Abstract In the coarse scale simulation of heterogeneous reservoirs, effective or upscaled flow functions, e.g., oil and water relative permeability and capillary pressure, can be used to represent heterogeneities at subgrid scales. The effective relative permeability is typically upscaled along with absolute permeability from a geostatistical model. However, the potentially important effects of smaller scale heterogeneities (on the centimeter to meter scale) in both capillarity and absolute permeability will not be captured by this approach. In this paper, we present a new two-stage upscaling procedure for two-phase flow.
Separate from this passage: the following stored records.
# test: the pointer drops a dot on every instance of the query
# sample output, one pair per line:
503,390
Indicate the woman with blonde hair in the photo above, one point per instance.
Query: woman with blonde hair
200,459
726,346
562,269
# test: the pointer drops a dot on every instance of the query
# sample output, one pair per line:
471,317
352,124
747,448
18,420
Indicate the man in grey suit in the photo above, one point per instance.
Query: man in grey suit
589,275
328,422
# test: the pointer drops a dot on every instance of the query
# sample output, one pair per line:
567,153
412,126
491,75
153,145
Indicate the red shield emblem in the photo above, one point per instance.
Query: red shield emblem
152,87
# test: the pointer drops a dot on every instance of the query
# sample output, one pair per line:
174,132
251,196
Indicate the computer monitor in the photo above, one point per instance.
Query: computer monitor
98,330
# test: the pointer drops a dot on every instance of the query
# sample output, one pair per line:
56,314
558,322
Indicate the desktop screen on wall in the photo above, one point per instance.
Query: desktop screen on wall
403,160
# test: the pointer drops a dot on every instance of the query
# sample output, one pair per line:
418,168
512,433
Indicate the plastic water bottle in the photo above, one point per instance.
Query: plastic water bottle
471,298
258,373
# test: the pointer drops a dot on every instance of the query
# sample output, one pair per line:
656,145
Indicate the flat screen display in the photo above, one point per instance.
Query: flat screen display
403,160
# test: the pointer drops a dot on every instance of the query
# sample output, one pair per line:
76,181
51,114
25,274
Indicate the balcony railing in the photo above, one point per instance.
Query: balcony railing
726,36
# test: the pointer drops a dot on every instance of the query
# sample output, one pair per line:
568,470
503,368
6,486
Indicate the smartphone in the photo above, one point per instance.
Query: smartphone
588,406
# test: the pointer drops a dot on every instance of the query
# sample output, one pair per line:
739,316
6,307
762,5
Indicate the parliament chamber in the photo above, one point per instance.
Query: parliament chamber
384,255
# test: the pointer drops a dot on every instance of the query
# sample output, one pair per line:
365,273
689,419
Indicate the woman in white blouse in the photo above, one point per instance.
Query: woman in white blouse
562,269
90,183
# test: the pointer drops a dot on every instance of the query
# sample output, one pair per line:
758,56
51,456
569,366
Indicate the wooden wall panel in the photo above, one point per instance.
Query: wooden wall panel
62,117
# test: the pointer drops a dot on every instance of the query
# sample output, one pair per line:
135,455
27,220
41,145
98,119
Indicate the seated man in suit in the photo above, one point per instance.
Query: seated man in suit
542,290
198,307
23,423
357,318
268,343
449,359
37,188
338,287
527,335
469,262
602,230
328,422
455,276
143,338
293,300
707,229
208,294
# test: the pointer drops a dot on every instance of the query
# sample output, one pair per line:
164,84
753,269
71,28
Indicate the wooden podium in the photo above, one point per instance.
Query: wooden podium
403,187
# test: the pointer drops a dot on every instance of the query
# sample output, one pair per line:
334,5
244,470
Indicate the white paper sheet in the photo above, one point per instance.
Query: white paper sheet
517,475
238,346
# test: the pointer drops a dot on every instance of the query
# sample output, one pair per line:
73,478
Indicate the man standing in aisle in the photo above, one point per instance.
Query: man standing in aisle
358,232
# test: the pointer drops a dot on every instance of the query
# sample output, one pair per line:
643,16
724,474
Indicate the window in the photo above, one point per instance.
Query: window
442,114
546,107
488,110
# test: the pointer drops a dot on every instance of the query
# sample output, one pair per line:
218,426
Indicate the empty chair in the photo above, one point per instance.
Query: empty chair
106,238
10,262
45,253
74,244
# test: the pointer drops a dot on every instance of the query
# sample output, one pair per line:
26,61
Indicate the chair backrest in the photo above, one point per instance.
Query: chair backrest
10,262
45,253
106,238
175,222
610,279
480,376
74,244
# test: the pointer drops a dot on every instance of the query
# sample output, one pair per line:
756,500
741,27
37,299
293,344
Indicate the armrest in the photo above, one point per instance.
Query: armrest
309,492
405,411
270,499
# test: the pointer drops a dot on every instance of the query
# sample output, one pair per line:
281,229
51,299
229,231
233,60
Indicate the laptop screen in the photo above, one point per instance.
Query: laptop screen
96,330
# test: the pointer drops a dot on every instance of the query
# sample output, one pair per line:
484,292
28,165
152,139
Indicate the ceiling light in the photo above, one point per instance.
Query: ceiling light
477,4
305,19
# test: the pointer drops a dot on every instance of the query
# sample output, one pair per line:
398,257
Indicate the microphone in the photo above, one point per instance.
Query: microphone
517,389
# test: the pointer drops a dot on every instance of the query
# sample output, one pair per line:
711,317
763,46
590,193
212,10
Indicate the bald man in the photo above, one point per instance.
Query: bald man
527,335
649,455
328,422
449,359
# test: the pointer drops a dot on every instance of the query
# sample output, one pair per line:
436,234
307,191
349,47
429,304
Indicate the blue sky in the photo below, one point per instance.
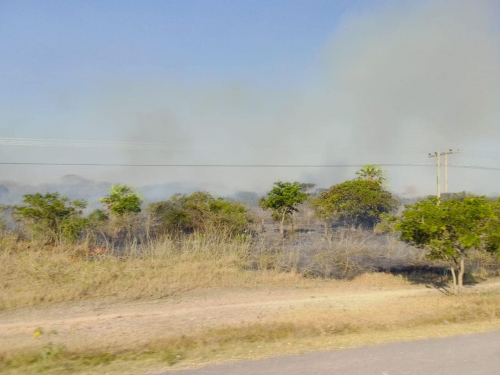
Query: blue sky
345,81
52,45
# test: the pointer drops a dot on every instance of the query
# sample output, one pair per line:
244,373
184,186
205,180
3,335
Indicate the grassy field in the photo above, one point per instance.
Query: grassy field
158,299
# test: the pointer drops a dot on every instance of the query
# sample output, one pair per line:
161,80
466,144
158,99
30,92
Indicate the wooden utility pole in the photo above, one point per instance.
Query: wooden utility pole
437,155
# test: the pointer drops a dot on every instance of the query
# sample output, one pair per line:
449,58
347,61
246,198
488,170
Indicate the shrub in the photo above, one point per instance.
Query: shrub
52,217
358,202
200,212
122,200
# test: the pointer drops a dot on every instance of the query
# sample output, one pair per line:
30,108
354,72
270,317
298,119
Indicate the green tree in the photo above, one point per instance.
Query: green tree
356,202
372,172
450,230
51,216
283,200
201,212
122,200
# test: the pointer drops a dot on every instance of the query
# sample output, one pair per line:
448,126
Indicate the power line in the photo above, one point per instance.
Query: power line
215,165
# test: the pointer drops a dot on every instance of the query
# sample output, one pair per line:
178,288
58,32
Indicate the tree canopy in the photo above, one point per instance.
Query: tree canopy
356,202
122,200
201,212
450,230
283,200
51,216
372,172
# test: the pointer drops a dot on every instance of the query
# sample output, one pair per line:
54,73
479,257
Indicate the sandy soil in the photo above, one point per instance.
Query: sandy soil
100,324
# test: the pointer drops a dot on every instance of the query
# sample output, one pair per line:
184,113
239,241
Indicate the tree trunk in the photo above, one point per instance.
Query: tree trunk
454,277
461,272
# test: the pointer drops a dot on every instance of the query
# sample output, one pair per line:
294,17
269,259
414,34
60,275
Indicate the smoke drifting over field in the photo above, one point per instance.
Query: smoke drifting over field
389,86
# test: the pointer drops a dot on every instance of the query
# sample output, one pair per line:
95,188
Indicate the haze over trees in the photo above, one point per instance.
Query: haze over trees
356,202
51,217
283,200
451,229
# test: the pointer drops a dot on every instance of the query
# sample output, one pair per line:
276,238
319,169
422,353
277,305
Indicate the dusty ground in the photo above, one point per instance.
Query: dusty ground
97,324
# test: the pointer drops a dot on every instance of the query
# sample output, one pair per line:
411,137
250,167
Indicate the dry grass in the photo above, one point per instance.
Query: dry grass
46,275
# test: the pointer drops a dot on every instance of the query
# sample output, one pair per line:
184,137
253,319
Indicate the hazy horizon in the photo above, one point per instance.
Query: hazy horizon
252,82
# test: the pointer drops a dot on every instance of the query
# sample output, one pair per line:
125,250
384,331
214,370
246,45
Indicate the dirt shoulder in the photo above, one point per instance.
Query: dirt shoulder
101,324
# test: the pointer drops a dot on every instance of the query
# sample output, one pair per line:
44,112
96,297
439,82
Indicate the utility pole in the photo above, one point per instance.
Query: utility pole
437,155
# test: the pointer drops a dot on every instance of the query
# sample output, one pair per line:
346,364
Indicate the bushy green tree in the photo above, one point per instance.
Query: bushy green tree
122,200
372,172
451,229
201,212
357,202
283,200
51,216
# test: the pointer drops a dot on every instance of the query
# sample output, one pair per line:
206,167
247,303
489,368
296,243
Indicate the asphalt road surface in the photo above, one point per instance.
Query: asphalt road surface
460,355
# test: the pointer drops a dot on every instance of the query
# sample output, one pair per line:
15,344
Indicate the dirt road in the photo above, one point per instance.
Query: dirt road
463,355
129,324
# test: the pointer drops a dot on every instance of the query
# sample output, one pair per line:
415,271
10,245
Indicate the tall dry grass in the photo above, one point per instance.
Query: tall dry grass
34,273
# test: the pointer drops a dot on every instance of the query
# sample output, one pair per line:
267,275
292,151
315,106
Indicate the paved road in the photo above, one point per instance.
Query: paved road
461,355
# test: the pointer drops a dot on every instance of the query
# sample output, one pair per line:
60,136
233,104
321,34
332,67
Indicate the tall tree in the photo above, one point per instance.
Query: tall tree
283,200
450,230
372,172
51,216
356,202
122,200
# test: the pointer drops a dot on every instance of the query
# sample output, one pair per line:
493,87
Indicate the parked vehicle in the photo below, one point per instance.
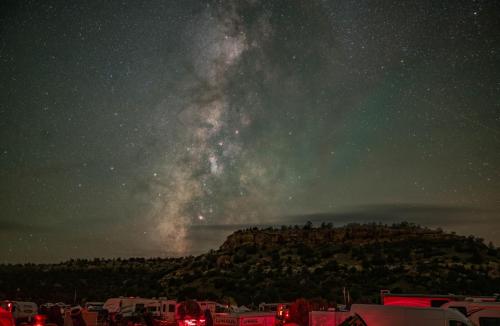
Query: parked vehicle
480,313
257,318
379,315
6,318
22,311
427,300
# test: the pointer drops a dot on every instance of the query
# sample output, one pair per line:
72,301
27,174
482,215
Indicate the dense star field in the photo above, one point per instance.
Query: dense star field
156,128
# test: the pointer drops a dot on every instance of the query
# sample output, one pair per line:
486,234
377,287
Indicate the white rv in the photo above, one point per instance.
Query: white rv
480,313
379,315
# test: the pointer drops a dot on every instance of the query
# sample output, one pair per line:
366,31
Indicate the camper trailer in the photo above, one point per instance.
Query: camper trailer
371,315
480,313
6,318
22,311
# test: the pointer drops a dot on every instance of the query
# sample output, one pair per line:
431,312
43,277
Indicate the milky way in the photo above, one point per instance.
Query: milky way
156,129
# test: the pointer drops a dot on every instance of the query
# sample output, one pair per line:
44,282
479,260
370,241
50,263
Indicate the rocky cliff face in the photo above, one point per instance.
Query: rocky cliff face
350,234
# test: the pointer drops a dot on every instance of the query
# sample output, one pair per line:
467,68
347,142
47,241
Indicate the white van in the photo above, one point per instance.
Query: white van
369,315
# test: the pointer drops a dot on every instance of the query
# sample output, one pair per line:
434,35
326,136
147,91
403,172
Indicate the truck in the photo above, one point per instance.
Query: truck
379,315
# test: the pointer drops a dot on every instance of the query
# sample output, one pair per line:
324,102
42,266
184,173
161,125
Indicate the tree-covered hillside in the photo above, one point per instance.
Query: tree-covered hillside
256,265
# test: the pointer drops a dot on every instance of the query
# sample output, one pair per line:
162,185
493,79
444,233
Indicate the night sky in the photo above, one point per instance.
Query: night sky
155,128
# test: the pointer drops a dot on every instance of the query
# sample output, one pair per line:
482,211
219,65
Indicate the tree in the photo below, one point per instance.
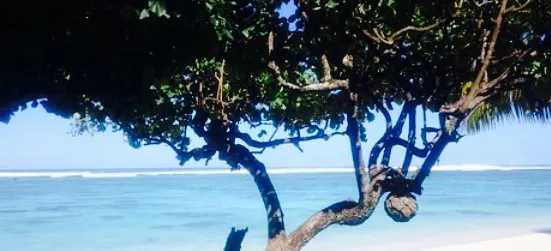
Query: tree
345,61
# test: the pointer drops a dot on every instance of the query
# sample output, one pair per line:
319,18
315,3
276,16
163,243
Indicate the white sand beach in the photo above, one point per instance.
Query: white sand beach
530,242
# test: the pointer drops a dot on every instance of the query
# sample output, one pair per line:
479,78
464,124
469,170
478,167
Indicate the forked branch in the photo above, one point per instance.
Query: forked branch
327,83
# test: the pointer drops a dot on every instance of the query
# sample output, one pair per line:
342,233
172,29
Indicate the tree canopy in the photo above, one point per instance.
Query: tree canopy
158,70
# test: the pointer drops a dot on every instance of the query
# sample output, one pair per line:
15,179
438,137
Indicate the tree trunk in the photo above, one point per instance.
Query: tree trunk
274,212
349,213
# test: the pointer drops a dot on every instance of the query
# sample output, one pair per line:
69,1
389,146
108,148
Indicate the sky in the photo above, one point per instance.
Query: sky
35,139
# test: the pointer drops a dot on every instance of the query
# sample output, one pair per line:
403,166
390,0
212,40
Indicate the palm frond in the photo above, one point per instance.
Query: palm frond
510,107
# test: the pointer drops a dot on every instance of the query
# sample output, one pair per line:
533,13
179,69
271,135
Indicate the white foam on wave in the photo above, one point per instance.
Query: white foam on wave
477,167
273,171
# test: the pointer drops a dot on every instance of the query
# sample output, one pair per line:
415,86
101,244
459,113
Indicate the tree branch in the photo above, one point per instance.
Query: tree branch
519,8
487,54
272,143
349,213
380,144
328,83
411,142
241,155
396,131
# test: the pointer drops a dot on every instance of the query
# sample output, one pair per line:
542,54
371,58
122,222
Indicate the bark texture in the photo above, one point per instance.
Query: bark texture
274,212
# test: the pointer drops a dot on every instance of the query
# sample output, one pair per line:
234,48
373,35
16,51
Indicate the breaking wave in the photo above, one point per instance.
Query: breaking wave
273,171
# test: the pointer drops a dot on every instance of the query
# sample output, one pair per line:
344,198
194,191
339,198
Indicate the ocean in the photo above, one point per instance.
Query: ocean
194,209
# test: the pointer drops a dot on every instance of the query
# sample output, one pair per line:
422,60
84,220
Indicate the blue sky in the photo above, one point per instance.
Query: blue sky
35,139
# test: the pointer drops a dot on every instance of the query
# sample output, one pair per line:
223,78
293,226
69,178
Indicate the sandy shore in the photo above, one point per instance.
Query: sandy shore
530,242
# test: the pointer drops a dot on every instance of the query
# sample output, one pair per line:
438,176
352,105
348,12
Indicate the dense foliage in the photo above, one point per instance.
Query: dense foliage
158,70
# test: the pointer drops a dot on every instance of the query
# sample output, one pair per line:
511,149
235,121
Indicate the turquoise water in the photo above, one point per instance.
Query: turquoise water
120,210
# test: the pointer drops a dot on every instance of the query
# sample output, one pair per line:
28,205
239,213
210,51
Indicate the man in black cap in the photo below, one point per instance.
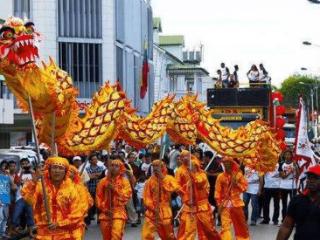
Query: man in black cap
304,211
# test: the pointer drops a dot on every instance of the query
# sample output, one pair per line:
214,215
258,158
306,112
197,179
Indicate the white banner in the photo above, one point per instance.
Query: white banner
303,146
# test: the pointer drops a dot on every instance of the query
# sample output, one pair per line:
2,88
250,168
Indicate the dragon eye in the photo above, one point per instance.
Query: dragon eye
29,30
8,34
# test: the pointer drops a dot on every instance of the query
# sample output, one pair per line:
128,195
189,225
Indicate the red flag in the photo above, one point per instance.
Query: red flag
145,72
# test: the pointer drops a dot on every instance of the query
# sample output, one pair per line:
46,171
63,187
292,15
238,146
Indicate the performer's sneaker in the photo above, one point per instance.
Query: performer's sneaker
253,223
264,222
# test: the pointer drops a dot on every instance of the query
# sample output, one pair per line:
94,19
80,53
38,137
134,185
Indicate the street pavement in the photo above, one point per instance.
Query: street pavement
259,232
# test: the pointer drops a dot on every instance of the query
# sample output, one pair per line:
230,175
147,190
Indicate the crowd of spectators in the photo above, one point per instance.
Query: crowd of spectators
257,77
16,215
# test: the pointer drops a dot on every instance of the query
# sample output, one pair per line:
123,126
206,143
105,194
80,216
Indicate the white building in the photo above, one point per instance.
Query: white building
94,41
176,70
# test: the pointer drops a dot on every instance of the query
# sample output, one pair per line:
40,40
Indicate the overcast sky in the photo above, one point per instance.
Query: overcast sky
245,32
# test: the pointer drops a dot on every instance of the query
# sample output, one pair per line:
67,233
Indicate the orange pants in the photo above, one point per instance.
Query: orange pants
45,234
112,230
235,216
201,221
164,230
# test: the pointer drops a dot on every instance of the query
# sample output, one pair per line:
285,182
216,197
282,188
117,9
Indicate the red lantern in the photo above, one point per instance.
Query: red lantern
280,134
280,110
283,146
280,122
277,95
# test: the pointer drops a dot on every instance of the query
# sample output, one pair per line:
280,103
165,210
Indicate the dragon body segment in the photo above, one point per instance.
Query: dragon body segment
110,114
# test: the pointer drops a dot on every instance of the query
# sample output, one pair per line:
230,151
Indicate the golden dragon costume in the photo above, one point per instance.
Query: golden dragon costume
110,115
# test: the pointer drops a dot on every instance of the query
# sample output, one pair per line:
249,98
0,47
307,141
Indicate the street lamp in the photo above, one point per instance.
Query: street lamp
307,43
313,119
315,1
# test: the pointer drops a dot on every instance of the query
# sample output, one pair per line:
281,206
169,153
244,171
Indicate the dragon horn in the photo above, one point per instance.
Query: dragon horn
52,62
44,65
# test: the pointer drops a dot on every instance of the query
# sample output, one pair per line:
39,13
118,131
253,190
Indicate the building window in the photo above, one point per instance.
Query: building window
120,74
150,33
21,9
137,78
83,61
120,21
190,85
80,18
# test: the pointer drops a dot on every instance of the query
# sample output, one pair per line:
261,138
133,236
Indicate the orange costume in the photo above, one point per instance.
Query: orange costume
64,204
86,199
112,202
227,194
157,198
196,213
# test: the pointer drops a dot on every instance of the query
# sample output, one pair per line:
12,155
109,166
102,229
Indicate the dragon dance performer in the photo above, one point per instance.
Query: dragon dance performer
113,192
196,213
64,202
86,199
157,198
229,186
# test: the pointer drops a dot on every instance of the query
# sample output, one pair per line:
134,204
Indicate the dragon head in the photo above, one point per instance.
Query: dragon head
18,41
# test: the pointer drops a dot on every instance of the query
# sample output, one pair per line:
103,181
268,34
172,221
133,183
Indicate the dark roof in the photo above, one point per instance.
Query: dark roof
168,40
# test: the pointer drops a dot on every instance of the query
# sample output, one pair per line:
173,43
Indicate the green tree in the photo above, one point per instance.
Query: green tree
297,85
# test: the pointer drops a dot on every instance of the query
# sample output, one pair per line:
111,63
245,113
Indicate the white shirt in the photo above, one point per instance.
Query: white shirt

In the first stage, we upscale from the core (fine) scale to the geostatistical (intermediate) scale, while in the second stage we upscale from the geostatistical scale to the simulation (coarse) scale. The computational procedure includes numerical solution of the finite difference equations describing steady state flow over the local region to be upscaled, using either constant pressure or periodic boundary conditions. The two-stage method is applied to synthetic two-dimensional reservoir models with strong variation in capillarity on the fine scale. Results are presented in terms of both oil production rates and saturation fields. Accurate reproduction of the fine grid solutions (simulated on 500 × 500 grids) is achieved on coarse grids of 10 × 10 for different flow scenarios. It is shown that, although capillary forces are important on the fine scale, the assumption of capillary dominance in the first stage of upscaling is not always appropriate, and that the computation of rate dependent effective properties in the upscaling can significantly improve the accuracy of the coarse scale model. The assumption of viscous dominance in the second upscaling stage is found to be appropriate in all of the cases considered.